Der häufigste Fehler ist Überladung. Zu viele Artikel auf zu wenig Fläche wirken nicht nach Sortimentstiefe, sondern nach Unordnung. Der zweite Fehler ist fehlende Blockbildung. Wenn zusammengehörige Produkte getrennt sind, sinkt der Durchschnittsbon.

Der dritte Fehler ist falsche Höhenplatzierung. Schnelldreher gehören in Griff- und Sichtzone, nicht ins unterste Regal. Der vierte Fehler ist eine Sortierung nach internen Kriterien statt nach Kaufanlass. Und der fünfte Fehler ist mangelnde Auswertung. Wer nicht beobachtet, welche Fläche tatsächlich verkauft, optimiert nach Gefühl statt nach Ergebnis.

Im Alltag zeigt sich oft noch ein weiterer Punkt: gute Marken werden neben schwachen Restposten ausgebremst. Wenn ein Regal optisch und preislich keine klare Linie hat, verliert auch der starke Artikel an Wirkung. Kioske müssen nicht steril aussehen, aber sie müssen lesbar sein.

Wie Sie Platzierung und Einkauf zusammen denken

Die beste Platzierung nützt wenig, wenn Nachschub, Sortimentslogik und Markenmix nicht stimmen. Kioske brauchen kein theoretisch perfektes Regal, sondern eine Einkaufsstruktur, mit der Topseller schnell nachbestellt, Neuheiten gezielt getestet und mehrere margenstarke Warengruppen gemeinsam geführt werden können.
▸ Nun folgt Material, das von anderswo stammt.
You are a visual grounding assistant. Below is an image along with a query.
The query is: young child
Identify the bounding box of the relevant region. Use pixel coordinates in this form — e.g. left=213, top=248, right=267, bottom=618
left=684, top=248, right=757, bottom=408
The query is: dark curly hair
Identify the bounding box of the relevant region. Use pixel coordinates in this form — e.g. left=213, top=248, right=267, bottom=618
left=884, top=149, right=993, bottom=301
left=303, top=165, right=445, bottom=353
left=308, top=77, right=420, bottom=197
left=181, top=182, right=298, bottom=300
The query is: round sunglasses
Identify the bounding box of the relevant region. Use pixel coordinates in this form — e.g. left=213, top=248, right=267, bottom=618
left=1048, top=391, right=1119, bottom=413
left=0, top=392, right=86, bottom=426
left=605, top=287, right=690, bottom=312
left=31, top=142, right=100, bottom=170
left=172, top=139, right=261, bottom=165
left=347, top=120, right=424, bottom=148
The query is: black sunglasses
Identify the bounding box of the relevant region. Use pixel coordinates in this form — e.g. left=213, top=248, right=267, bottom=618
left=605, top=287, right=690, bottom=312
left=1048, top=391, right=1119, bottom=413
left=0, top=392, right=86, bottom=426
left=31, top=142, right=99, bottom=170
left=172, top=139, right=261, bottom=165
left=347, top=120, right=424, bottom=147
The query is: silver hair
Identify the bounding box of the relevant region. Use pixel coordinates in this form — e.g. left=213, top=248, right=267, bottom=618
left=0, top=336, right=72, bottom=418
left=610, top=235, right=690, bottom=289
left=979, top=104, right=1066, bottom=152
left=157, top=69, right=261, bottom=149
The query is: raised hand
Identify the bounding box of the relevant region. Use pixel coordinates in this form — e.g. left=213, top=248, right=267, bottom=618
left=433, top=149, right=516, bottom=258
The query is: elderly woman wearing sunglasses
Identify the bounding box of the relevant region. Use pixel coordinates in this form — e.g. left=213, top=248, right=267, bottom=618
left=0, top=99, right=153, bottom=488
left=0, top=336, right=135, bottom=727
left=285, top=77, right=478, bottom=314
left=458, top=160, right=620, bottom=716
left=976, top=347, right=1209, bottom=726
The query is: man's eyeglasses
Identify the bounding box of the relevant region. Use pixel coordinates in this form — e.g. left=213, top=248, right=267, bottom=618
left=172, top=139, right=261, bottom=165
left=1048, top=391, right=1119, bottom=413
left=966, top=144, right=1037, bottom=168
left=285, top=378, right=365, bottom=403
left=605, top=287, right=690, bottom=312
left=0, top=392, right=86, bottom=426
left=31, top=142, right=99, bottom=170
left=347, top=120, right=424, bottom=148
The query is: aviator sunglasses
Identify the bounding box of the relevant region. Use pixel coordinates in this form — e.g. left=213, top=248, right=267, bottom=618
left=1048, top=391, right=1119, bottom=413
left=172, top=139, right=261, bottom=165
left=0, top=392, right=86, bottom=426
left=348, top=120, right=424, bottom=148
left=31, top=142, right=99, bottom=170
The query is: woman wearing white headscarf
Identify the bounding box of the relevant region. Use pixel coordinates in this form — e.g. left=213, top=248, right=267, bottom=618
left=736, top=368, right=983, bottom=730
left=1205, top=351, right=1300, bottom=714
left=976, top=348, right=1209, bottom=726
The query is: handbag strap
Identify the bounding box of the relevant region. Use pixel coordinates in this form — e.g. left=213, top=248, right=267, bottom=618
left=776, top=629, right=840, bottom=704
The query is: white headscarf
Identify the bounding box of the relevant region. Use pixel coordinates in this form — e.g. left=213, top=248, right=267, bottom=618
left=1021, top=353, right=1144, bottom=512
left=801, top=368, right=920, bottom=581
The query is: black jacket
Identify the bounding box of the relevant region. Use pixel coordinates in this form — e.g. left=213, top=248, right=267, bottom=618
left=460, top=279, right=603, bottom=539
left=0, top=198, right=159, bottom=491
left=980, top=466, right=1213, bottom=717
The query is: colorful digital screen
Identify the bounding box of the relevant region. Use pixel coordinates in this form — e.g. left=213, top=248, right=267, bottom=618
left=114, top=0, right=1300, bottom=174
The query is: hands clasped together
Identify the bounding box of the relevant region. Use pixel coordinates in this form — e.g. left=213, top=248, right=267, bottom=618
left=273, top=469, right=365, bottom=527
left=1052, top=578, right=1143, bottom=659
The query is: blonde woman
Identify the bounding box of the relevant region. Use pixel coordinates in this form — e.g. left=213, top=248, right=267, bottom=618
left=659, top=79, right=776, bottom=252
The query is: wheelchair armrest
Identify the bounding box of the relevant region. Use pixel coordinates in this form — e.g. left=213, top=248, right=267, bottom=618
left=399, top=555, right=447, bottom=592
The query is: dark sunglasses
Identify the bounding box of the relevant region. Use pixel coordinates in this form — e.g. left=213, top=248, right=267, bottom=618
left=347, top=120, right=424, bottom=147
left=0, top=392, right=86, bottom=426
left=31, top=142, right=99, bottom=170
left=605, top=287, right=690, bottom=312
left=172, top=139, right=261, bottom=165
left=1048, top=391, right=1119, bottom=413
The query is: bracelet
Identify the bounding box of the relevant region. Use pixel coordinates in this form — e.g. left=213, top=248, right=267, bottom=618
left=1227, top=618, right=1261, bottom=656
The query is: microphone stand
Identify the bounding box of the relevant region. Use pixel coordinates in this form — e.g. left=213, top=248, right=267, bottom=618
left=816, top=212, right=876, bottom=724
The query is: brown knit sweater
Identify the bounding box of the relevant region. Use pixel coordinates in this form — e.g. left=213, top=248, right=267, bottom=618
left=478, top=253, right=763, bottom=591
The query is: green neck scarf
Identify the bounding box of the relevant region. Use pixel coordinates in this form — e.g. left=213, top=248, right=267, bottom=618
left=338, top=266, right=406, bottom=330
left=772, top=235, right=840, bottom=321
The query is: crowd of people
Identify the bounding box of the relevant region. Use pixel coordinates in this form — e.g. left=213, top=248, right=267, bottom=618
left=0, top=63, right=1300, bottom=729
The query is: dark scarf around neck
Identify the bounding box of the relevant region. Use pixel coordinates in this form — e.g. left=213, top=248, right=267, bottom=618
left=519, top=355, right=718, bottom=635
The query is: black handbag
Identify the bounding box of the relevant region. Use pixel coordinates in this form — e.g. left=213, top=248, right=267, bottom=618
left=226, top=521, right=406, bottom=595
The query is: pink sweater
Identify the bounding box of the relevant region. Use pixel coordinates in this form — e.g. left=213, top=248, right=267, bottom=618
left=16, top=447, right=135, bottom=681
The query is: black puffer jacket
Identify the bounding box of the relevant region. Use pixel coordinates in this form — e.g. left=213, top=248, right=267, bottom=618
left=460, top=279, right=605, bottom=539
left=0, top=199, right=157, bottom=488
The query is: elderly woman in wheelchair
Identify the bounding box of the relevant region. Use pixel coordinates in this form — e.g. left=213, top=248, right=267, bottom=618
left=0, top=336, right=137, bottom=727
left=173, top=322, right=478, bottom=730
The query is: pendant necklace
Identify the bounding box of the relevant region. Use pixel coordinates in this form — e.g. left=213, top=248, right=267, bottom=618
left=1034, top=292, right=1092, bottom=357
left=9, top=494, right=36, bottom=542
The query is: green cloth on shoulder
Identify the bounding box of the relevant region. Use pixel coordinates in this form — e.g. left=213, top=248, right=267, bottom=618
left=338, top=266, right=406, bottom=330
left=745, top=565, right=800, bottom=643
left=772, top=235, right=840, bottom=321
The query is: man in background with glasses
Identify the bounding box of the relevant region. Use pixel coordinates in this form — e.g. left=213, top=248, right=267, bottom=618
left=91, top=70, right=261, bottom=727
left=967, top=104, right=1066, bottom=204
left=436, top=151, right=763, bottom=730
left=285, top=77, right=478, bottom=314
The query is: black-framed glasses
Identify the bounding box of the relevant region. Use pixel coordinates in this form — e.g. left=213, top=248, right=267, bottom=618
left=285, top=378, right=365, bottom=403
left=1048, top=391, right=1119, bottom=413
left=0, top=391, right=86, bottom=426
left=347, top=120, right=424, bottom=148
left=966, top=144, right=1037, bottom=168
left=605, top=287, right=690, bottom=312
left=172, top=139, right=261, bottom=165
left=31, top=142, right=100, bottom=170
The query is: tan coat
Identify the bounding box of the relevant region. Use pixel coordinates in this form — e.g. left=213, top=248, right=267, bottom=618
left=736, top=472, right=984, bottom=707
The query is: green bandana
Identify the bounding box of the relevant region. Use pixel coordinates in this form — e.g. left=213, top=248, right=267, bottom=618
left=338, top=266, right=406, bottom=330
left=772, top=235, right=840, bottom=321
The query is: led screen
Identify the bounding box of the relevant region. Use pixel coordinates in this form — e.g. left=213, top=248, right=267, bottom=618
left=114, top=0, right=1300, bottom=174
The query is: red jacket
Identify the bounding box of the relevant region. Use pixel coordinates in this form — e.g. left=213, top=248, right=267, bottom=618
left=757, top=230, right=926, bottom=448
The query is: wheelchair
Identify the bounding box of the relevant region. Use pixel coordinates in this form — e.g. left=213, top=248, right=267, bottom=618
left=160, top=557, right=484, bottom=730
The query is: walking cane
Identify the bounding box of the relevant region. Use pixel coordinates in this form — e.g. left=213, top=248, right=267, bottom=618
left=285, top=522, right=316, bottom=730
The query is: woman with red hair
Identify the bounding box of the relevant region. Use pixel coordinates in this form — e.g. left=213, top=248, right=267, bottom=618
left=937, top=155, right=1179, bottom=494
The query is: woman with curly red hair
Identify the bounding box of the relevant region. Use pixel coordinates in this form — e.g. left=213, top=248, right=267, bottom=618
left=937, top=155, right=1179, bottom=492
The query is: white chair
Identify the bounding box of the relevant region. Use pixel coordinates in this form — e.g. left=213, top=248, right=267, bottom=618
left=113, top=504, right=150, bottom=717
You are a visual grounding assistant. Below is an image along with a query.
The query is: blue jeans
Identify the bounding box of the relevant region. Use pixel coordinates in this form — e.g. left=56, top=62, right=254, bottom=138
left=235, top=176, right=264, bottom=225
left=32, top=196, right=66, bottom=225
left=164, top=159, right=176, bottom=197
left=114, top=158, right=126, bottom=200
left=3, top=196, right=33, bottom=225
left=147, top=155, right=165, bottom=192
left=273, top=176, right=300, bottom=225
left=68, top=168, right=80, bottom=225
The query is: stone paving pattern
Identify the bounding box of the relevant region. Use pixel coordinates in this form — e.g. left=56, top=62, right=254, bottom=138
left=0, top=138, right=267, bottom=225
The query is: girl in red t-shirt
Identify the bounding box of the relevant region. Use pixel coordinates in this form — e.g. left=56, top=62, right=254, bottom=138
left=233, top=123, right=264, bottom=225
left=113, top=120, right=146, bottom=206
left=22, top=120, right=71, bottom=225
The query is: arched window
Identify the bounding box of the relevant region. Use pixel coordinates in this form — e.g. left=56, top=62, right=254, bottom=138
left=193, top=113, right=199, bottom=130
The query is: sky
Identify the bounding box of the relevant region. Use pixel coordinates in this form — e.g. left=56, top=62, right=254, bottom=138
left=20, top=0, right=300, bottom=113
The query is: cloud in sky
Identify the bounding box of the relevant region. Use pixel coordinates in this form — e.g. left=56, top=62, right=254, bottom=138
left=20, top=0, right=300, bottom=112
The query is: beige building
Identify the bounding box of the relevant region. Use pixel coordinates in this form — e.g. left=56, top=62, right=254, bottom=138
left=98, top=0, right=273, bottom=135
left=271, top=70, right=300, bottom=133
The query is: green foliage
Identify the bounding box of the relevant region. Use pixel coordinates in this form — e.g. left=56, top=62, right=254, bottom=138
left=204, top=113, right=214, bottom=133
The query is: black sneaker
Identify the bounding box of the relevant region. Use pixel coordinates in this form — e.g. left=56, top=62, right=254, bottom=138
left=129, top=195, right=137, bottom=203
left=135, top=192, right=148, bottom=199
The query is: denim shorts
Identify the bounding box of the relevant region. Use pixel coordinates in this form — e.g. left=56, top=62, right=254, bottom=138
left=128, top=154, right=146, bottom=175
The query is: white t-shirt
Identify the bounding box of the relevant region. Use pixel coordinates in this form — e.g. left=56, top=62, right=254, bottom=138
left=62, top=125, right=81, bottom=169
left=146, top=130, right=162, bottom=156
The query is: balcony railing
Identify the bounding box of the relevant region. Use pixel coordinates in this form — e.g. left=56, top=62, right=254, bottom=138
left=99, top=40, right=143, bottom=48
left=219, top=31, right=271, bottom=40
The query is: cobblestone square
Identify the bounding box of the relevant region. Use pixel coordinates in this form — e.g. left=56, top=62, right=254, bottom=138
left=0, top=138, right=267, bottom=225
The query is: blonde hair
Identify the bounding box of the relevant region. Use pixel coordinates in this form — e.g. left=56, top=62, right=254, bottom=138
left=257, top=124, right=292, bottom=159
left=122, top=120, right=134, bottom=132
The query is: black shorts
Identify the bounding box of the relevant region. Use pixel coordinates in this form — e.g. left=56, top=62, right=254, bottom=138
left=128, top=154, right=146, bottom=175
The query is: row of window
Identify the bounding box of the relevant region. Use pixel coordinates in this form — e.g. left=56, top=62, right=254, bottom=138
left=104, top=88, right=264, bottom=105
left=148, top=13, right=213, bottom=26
Genau hier liegt der Vorteil eines breit aufgestellten B2B-Sortiments: Wer rauchnahe Konsumgüter, alternative Nikotinprodukte und ergänzende Impulsartikel aus einer Beschaffungslogik bezieht, kann Flächen schärfer planen. Statt einzelne Warengruppen isoliert zu behandeln, entsteht ein Regalbild, das auf Mitnahme und Zusatzkauf ausgerichtet ist. Für den Schweizer Handel ist das operativ oft effizienter als eine fragmentierte Beschaffung über mehrere Kanäle.

Platzierung ist deshalb kein reines Visual-Merchandising-Thema. Sie beginnt bereits beim Einkauf. Wer markenstarke Schnelldreher, passende Ergänzungsartikel und ein klar abgestuftes Sortiment einkauft, schafft die Grundlage für höhere Bonhöhe auf derselben Fläche. Und genau dort entscheidet sich im Kioskgeschäft, ob ein Artikel nur gelistet ist oder tatsächlich verkauft wird.